In the opening chapter of Frederick Exley’s Pages from a Cold Island, we find “fictional memoirist” Exley drinking his breakfast in a Florida bar and penning lascivious come-ons to the earnest co-eds who have written him adoring fan mail regarding A Fan’s Notes, his acclaimed meditation on failure in America. Exley spends much of the rest of the book chasing the ghost of his literary hero, Edmund Wilson, through their nearly neighboring upstate New York hometowns. Exley sets off in search of the “stone house” Wilson famously used to clear out distractions, isolate his mind and do his best writing. Tracking down the physical center of Wilson’s inspiration—or at least his self-discipline—doesn’t provide Exley with much of either.
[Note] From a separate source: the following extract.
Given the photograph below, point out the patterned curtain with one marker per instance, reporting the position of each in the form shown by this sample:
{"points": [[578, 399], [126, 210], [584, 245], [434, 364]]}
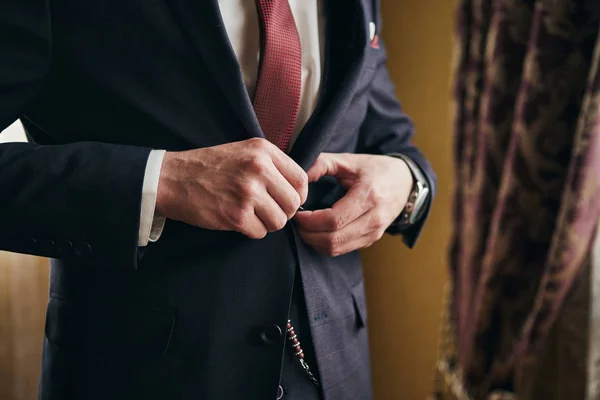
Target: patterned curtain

The sad thing about achieving a measure of immortality through A Fan’s Notes was that Exley had to spend another 20 years running out the clock just to get there.
George Orwell found his stone house in the Scottish Hebrides in 1946. Flush with the success of Animal Farm but devastated by the death of his wife, Orwell fled post-war London for the sparsely populated island of Jura. There, in an isolated farmhouse called Barnhill, he wrote his final novel and dystopian masterpiece, Nineteen Eighty-Four. Barnhill proved more felicitous for Orwell’s writing than the damp air of Jura did for his health. Diagnosed with fibroid tuberculosis, Orwell spent most of his time in British hospitals after Nineteen Eighty-Four’s publication in 1949, and he died less than a year later.
In Andrew Ervin’s wry and engaging first novel, Burning Down George Orwell’s House, Orwell-obsessed advertising executive Ray Welter flees the wreckage of his marriage and the fallout from his latest ad campaign for a six-month stay on Jura as Barnhill’s sole tenant. There he encounters a host of off-kilter characters who, for the most part, want nothing to do with an outsider who invades their insular world with little ostensible purpose. The irony of the book’s title (besides the “Burning Down” part—sorry, Brock Clarke fans) is that, despite its famous associations, Barnhill is only marginally George Orwell’s. Predominantly inhabited by lifelong residents who can trace their lineage on Jura back for eons, Jura appears, in Ervin’s telling, to have never warmed to its famous temporary resident, or to the literary tourism Orwell’s connection to the island has inspired.
Ray’s reasons for taking up residence at Barnhill are muddled at best, although like Exley in his search for Edmund Wilson, he does arrive with high hopes for the transformative possibilities of an isolated mind. His pre-occupation with Nineteen Eighty-Four has shaped his life in several ways. He’s less concerned with Orwell’s vision of political totalitarianism than the subtler ways in which 21st-Century first-world denizens have become “enslaved to the system,” mistaking compulsive mass consumerism for an orgiastic triumph of will:
Orwell had predicted everything. It was uncanny. His invention of Big Brother had come to fruition in the form of a vast network of conjoined consumers and Ray now understood that he was one of them. How many times had he caught himself wandering through the mall and spending money as a form of entertainment? He surfed the web and purchased things he didn’t need in order to distract himself for a few moments from all the bad shit on the evening news. He had been marketed to so constantly and so effectively that he stopped noticing it—until he read Nineteen Eighty-Four.